Research Use Assurance:
The buyer and user have a nonexclusive sublicense to use this system for any component thereof for RESEARCH PURPOSES ONLY, based upon agreement to the following assurances.

Transfer of this vector in host cells that contain the cloned copy of the T7 gene 1 to third parties is explicitly prohibited.

Licenses/Patents/Disclaimers:
Notice to Buyer/User: the buyer/user has a non-exclusive license to use this system or any components thereof for RESEARCH PURPOSES ONLY. See Research Use Assurance Statement for details on terms of the license granted hereunder.

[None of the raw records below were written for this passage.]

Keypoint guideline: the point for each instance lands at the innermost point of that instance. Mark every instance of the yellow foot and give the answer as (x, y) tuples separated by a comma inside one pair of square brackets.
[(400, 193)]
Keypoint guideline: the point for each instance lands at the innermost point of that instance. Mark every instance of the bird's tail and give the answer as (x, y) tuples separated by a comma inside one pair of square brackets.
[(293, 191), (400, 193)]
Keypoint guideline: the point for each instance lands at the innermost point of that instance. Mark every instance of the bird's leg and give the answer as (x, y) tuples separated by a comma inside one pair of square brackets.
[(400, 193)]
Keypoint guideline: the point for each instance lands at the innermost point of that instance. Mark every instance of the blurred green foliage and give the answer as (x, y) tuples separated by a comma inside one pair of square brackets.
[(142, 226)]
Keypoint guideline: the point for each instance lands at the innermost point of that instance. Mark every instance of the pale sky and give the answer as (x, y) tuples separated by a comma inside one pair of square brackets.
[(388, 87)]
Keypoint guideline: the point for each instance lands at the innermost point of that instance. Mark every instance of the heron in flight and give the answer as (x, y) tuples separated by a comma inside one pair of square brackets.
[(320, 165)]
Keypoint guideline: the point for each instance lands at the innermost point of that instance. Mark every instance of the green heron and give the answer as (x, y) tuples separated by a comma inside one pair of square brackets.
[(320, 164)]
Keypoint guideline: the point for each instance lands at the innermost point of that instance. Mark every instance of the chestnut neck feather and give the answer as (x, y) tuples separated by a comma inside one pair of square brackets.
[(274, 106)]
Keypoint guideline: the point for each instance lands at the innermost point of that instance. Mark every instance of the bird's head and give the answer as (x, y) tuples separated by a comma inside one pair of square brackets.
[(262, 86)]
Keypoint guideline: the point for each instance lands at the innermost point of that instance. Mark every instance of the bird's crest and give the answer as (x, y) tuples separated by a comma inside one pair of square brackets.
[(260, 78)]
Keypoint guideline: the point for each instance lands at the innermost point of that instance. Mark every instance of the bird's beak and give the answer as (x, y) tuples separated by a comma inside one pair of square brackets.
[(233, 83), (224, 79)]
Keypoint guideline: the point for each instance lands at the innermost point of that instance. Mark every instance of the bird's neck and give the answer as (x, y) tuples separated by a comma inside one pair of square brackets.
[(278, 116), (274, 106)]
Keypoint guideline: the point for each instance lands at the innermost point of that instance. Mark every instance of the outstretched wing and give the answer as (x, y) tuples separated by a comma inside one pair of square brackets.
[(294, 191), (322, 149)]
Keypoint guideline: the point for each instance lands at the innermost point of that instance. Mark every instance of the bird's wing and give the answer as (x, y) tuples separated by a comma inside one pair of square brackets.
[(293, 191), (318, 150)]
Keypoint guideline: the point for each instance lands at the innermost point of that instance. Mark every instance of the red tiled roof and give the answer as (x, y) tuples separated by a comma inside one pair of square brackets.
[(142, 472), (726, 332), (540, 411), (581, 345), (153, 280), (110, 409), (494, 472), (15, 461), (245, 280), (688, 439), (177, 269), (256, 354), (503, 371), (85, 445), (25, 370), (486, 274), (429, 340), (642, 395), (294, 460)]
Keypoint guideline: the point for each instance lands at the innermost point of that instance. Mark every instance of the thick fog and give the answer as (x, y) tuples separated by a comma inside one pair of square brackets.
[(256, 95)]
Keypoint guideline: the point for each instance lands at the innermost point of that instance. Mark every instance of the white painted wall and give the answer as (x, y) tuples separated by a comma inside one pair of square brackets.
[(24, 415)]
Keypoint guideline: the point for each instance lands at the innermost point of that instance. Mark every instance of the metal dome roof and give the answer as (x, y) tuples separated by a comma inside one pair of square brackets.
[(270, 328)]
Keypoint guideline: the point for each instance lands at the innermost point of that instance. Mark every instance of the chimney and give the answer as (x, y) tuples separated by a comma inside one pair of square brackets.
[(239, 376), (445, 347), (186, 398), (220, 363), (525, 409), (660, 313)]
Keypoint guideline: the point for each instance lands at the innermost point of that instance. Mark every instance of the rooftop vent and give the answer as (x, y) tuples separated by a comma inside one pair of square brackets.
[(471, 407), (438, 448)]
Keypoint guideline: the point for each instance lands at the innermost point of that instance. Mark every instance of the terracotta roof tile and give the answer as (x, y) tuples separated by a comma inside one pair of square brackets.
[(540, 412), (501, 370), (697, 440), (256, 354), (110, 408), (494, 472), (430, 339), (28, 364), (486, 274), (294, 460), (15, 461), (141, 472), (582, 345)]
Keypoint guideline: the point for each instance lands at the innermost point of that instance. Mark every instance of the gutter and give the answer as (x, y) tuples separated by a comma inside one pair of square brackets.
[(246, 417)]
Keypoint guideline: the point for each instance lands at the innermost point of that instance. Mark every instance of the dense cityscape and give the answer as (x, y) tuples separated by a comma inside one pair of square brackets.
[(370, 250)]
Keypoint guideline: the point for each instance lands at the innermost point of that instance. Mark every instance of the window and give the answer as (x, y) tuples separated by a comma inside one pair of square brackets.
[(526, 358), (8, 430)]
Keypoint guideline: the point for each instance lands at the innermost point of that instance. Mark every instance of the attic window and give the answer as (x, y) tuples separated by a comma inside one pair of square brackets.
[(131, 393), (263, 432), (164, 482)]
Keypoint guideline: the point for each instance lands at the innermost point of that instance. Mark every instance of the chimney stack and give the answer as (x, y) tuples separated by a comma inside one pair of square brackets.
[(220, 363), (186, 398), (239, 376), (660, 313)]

A license to use this system or any components thereof for commercial purposes may be obtained from New England Biolabs, Inc.:

Commercial Laboratory Buyer/User: Use of the vector in host cells that contain the cloned copy of T7 gene 1, the gene for T7 RNA polymerase for any purpose other than in combination with the IMPACT™ System is explicitly prohibited.

Use of the host cells that contain the copy of the T7 gene 1, the gene for T7 RNA polymerase with any other vector(s) containing a T7 promoter to direct the production of RNA or protein requires a license from Brookhaven National Laboratory. Information about research-use or commercial-use license agreements may be obtained from the Office of Technology Transfer, Brookhaven National Laboratory, Building 475D, P.O. Box 5000, Upton, New York 11973-5000; Tel. 631-344-7134, Fax: 631-344-3729.

You may refuse this non-exclusive research license agreement by returning the enclosed materials unused. By keeping or using the enclosed materials, you agree to be bound by the terms of this sub-license.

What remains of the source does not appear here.